Algunos críticos han dudado de la veracidad del relato evangélico sobre la elección entre Jesús de Nazaret y Jesús Barrabás y sostienen que su inclusión en los textos evangélicos se debería al intento de exonerar de responsabilidad en la muerte del Mesías a los romanos, para así congraciarse con las autoridades del imperio. Pero, además de que no existen pruebas serias que desacrediten la narración, en la que coinciden los cuatro Evangelios, redactados en distintas épocas y por diversos autores, lo cierto es que el relato no excusa para nada al gobernador Pilato y más bien lo presenta como alguien peor que aquellos judíos que por lo menos estaban convencidos de que estaban en lo correcto en pedir la muerte de Jesús por creer que se trataba de un blasfemo que venía a corromper la religión judía, como lo habían declarado sus dirigentes. El mismo Jesús desde la cruz pedirá el perdón los que pidieron su muerte: “Padre, perdónalos, porque no saben lo que hacen” (Lc. 23, 33). Pilato, en cambio, se da cuenta de la inocencia del Nazareno, está convencido de ella, y sin embargo lo condena a muerte. ¿Puede realmente esto ser una forma de hacer más “amigable” la historia para los romanos?

Los hechos que se relatan en las Sagradas Escrituras no sólo tienen una relevancia histórica, sino que, al menos para los creyentes, poseen también un sentido espiritual, que es necesario discernir y aplicar a nuestra época.

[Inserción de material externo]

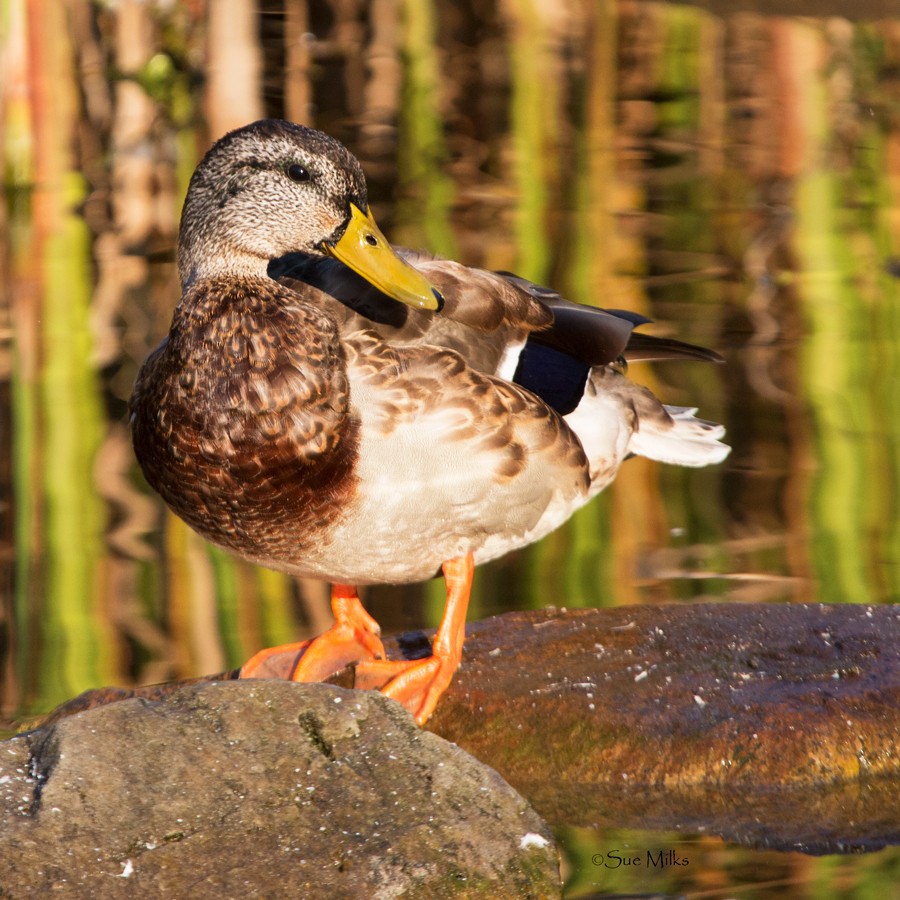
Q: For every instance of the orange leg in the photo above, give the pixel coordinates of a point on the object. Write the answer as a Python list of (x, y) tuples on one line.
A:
[(418, 684), (353, 637)]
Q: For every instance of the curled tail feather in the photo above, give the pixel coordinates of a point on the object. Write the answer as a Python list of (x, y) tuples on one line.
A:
[(679, 438)]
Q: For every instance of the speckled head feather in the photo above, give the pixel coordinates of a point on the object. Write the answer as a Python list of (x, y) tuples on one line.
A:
[(264, 190)]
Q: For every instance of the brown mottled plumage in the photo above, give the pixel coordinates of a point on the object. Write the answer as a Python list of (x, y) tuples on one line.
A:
[(300, 416)]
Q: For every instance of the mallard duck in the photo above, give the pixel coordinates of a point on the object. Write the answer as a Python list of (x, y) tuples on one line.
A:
[(334, 407)]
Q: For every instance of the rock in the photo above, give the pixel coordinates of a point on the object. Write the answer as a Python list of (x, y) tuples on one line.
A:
[(252, 789), (770, 725)]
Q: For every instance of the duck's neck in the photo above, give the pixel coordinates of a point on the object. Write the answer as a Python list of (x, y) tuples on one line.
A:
[(197, 262)]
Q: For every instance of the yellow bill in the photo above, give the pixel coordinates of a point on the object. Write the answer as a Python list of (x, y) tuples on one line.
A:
[(363, 248)]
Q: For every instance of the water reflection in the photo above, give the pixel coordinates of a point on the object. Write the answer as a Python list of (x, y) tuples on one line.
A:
[(733, 176)]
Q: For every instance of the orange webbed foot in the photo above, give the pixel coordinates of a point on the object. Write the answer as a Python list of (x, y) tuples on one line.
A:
[(353, 638), (416, 684), (419, 683)]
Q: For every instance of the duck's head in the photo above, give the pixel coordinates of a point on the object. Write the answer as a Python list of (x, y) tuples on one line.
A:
[(272, 188)]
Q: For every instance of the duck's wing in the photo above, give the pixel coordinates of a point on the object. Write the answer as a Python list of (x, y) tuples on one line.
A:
[(498, 322)]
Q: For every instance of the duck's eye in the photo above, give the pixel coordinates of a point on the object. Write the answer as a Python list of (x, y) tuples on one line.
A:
[(298, 173)]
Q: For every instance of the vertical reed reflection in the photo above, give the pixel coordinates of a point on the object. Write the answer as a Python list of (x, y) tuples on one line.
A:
[(733, 176)]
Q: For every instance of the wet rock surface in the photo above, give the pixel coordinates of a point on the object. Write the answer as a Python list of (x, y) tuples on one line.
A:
[(260, 789), (770, 725)]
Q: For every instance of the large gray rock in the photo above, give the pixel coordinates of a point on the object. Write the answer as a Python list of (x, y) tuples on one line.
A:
[(260, 789)]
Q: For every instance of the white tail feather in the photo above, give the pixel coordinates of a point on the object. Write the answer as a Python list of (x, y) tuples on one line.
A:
[(682, 441)]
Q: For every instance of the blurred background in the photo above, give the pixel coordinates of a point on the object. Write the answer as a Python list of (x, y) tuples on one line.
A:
[(730, 169)]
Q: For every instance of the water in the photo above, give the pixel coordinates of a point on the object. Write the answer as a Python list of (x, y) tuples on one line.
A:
[(733, 176)]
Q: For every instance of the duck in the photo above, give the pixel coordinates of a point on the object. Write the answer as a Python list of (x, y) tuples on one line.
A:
[(334, 407)]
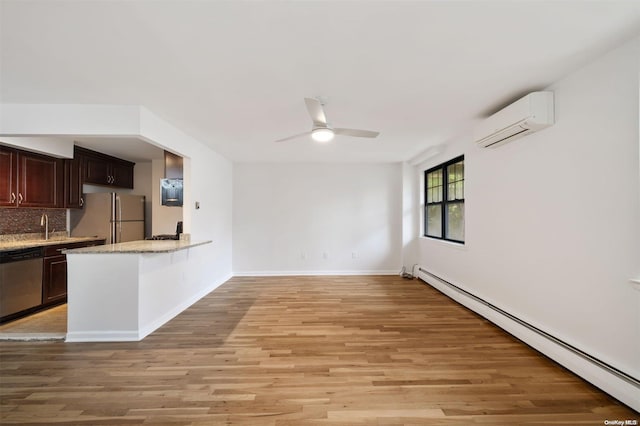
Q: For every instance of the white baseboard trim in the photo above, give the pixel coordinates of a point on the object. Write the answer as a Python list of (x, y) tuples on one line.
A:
[(308, 273), (103, 336), (613, 384)]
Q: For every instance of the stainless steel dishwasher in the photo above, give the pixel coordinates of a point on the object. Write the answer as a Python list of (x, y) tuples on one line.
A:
[(20, 280)]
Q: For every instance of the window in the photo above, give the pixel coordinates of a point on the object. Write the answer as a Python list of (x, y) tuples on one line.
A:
[(444, 201)]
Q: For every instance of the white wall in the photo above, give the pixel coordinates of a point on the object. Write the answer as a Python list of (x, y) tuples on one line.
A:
[(553, 219), (286, 217)]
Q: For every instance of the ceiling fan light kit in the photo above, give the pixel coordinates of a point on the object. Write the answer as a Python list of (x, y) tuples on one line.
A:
[(322, 135), (321, 132)]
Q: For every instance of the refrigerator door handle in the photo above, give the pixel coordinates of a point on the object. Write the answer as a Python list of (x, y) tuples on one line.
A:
[(119, 222)]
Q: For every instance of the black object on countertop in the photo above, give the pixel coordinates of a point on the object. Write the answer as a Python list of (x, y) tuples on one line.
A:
[(175, 236)]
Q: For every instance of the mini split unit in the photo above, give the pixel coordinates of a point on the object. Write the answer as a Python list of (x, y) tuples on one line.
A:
[(527, 115)]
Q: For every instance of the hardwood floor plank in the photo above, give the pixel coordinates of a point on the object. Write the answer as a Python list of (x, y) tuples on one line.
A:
[(303, 351)]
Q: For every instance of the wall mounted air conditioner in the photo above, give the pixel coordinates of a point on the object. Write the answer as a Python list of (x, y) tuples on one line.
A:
[(526, 115)]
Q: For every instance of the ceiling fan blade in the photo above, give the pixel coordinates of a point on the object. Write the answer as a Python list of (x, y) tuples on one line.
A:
[(316, 112), (356, 133), (293, 137)]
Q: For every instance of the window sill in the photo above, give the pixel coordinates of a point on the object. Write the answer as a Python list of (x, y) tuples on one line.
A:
[(453, 244)]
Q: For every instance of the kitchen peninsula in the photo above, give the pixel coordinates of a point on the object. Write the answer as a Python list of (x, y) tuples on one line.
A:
[(125, 291)]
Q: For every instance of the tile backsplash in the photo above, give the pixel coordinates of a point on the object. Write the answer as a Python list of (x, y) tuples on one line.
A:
[(27, 220)]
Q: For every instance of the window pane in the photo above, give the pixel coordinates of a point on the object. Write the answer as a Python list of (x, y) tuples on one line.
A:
[(451, 191), (434, 221), (451, 172), (459, 190), (455, 221)]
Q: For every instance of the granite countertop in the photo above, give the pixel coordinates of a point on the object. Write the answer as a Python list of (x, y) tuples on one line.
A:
[(6, 245), (142, 246)]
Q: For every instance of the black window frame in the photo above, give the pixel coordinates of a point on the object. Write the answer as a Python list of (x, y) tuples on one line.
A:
[(444, 202)]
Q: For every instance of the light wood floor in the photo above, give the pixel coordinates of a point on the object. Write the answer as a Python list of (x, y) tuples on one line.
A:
[(303, 351)]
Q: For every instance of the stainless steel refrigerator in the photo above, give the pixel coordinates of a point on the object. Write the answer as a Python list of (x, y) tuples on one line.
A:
[(116, 217)]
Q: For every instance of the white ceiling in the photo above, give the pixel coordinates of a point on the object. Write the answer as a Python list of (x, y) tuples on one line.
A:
[(234, 74)]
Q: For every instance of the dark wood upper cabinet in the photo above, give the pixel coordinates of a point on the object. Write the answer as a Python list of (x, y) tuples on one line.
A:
[(102, 169), (8, 176), (39, 180), (73, 183), (30, 180)]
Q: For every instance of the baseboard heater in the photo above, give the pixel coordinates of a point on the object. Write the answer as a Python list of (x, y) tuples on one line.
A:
[(611, 369)]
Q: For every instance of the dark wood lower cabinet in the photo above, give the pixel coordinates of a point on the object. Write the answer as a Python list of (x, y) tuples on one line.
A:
[(54, 271), (54, 279)]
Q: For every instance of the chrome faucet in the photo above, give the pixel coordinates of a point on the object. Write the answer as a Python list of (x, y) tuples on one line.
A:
[(44, 221)]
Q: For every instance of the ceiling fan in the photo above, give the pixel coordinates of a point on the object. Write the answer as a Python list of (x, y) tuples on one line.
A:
[(322, 131)]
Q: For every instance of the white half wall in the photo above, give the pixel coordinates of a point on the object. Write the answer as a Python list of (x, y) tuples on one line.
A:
[(317, 218), (553, 219)]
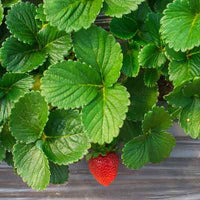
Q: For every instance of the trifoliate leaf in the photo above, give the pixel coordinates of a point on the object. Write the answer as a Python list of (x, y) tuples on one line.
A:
[(151, 76), (1, 12), (56, 43), (65, 139), (9, 3), (189, 118), (8, 141), (130, 130), (131, 65), (180, 25), (104, 116), (100, 50), (21, 22), (185, 70), (14, 86), (142, 97), (154, 145), (70, 84), (72, 15), (40, 14), (151, 56), (19, 57), (59, 173), (152, 24), (156, 120), (120, 7), (27, 121), (32, 165), (124, 28)]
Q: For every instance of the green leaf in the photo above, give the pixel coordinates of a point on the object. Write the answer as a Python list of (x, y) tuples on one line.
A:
[(59, 173), (14, 86), (182, 71), (65, 139), (1, 13), (27, 121), (118, 8), (152, 24), (21, 22), (180, 25), (72, 15), (104, 116), (158, 119), (56, 43), (151, 57), (152, 148), (32, 165), (130, 130), (151, 76), (19, 57), (99, 49), (9, 3), (8, 141), (70, 84), (121, 28), (142, 97), (131, 65), (189, 118)]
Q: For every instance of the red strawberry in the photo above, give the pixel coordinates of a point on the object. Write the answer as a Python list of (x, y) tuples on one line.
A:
[(104, 168)]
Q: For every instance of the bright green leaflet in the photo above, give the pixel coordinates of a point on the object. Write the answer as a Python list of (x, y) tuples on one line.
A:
[(142, 97), (6, 138), (59, 173), (13, 86), (27, 121), (32, 165), (180, 25), (65, 140), (98, 48), (19, 57), (56, 43), (124, 28), (22, 23), (117, 8), (154, 145), (70, 84), (72, 15), (104, 116), (151, 57)]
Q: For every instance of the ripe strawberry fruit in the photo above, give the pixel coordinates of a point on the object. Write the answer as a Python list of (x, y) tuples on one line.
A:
[(104, 168)]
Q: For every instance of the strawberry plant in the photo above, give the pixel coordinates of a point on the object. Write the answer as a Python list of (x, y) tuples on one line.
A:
[(70, 89)]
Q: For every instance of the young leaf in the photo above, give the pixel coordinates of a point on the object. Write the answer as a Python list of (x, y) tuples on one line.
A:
[(70, 84), (13, 86), (154, 145), (118, 8), (32, 165), (19, 57), (100, 50), (56, 43), (8, 141), (124, 28), (72, 15), (142, 98), (27, 121), (151, 56), (180, 25), (65, 139), (22, 23), (59, 173), (151, 76), (104, 116)]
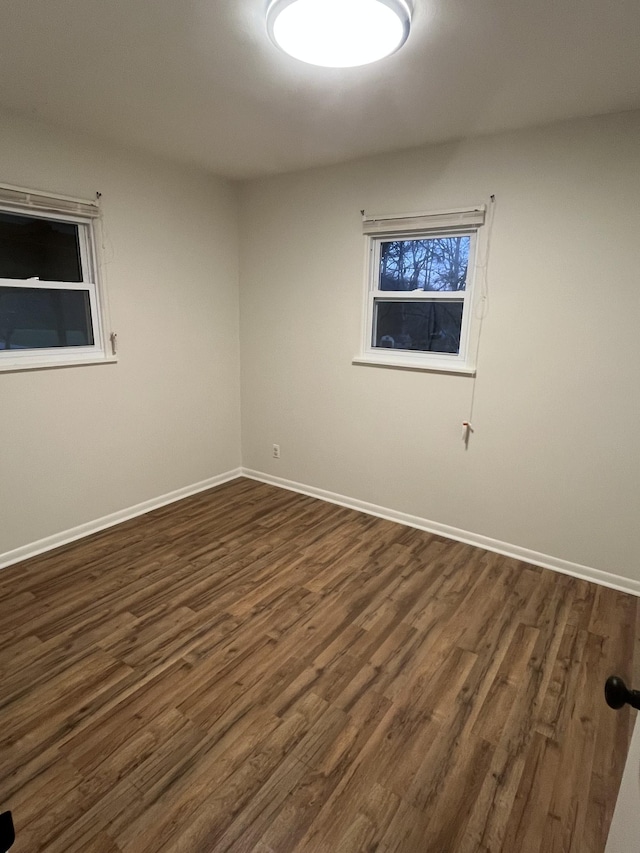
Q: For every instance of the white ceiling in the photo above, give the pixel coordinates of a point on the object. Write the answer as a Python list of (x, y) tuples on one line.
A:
[(199, 80)]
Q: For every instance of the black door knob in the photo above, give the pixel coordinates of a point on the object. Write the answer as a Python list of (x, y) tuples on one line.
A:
[(618, 694)]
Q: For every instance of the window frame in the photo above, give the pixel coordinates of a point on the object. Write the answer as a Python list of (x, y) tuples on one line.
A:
[(37, 205), (420, 227)]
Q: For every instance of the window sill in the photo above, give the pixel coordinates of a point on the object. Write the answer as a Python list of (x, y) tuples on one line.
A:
[(400, 363), (51, 365)]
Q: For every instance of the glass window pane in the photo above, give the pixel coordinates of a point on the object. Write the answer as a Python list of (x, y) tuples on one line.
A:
[(421, 326), (39, 248), (35, 318), (437, 263)]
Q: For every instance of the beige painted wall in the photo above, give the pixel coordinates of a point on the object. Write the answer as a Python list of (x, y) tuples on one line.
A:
[(79, 443), (554, 463)]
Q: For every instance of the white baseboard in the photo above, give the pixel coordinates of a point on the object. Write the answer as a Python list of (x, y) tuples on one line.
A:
[(82, 530), (526, 555)]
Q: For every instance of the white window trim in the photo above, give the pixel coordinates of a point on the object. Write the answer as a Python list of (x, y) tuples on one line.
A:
[(85, 214), (379, 229)]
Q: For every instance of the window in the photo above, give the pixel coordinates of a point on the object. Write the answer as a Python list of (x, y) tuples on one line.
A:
[(50, 305), (419, 301)]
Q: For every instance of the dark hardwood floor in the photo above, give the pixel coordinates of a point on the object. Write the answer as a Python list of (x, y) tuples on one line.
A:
[(255, 670)]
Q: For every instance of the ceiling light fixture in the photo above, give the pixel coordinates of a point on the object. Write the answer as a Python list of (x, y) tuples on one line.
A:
[(339, 33)]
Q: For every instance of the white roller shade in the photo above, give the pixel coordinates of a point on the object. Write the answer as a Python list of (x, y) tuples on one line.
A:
[(443, 220), (21, 198)]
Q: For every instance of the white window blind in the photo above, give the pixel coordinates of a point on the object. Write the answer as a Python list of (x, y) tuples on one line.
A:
[(444, 220), (43, 203)]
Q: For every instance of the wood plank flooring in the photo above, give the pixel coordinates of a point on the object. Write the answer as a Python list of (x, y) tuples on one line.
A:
[(255, 670)]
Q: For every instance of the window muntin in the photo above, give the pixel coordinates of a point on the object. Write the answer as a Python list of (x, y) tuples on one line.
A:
[(44, 317), (50, 311), (428, 264), (38, 247)]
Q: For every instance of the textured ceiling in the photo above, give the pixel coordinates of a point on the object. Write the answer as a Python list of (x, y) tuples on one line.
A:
[(201, 82)]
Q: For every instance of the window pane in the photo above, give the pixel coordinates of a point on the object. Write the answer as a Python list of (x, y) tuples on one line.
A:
[(39, 248), (439, 263), (422, 326), (34, 318)]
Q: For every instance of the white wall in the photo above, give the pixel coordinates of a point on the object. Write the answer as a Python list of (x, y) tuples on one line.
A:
[(553, 465), (79, 443)]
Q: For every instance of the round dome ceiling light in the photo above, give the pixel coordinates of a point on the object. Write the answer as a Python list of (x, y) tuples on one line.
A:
[(339, 33)]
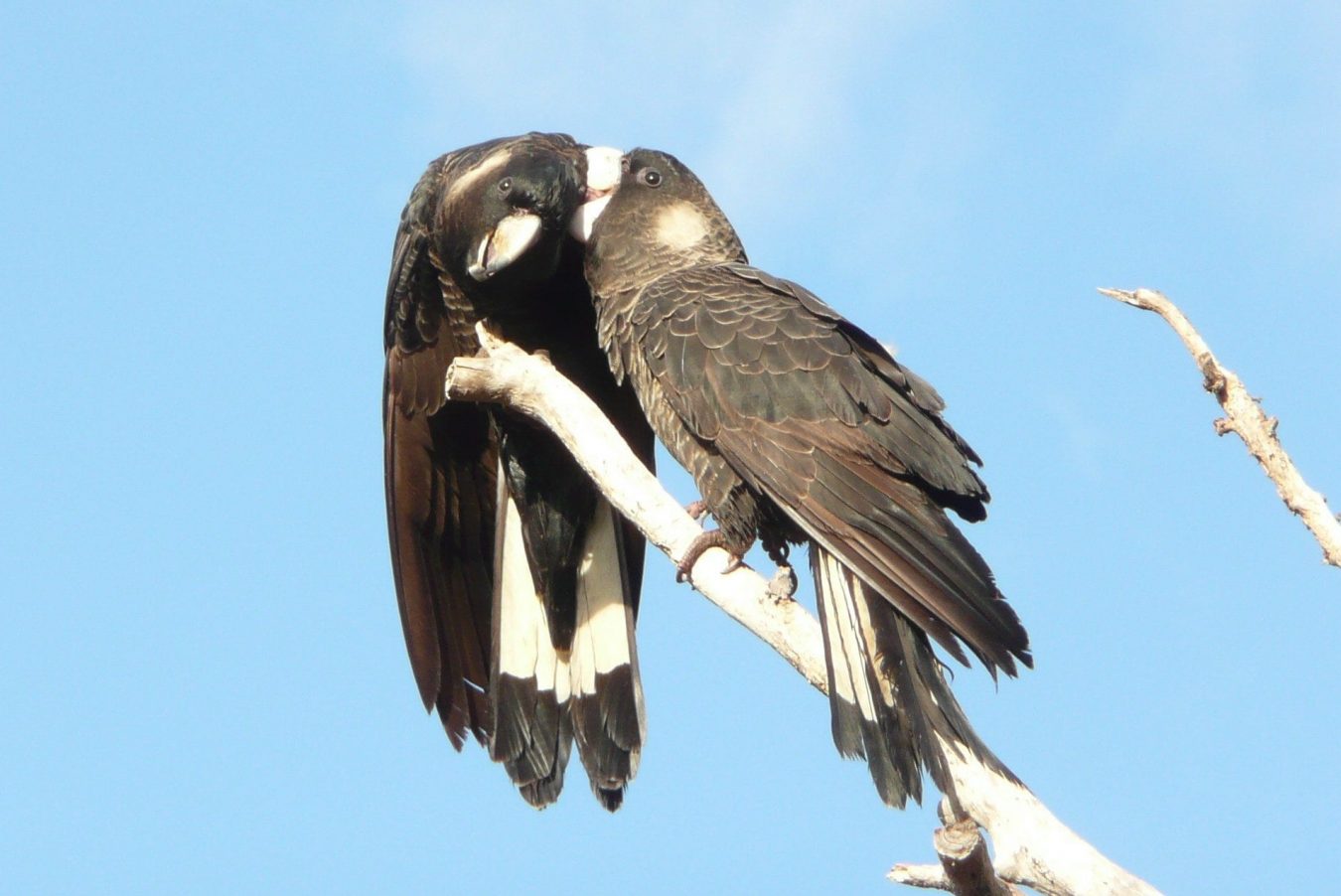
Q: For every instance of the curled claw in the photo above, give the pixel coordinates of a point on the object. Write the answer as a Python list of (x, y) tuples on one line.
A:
[(712, 538), (782, 586)]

El papa Benedicto XVI, en su libro Jesús de Nazaret, considerando que Barrabás era un líder de la resistencia antirromana y que su nombre era de índole mesiánica: (BarAbbas: hijo del Padre), así como que al parecer también se llamaba Jesús, piensa que este episodio tiene un significado más profundo.

Barrabás se presenta como una especie de doble de Jesús, que también promete la llegada del reino, pero de una manera diferente: mediante la lucha por el poder y el establecimiento de una libertad política e intramundada: “Así, ­– apunta el ahora Papa emérito– la elección se establece entre un Mesías que acaudilla una lucha, que promete libertad y su propio reino, y este misterioso Jesús que anuncia la negación de sí mismo como camino hacia la vida” (Jesús de Nazareth. Desde el bautismo a la transfiguración, Planeta, 2007, p. 66).

De una u otra forma esta alternativa desafía personalmente a todo cristiano: ¿qué tipo de redentor es el que buscamos?, ¿el que nos ofrece el bienestar material y la seguridad planificada de lo mundano, al modo de Barrabás? ¿o preferiremos al Jesús de Nazaret, que nos invita a salir de nosotros mismos, abrirnos al amor misericordioso de Dios y transformar el mundo comenzando por transformar el corazón?

San Josemaría Escrivá describe lo que puede ser una experiencia de muchos cristianos, sino de todos: “Es duro leer, en los Santos Evangelios, la pregunta de Pilato: ‘¿A quién queréis que os suelte, a Barrabás o a Jesús, que se llama Cristo?’ Es más penoso oír la respuesta: ‘¡A Barrabás!’. Y más terrible todavía darme cuenta de que ¡muchas veces!, al apartarme del camino, he dicho también «¡a Barrabás!»… (Camino, Nº 296).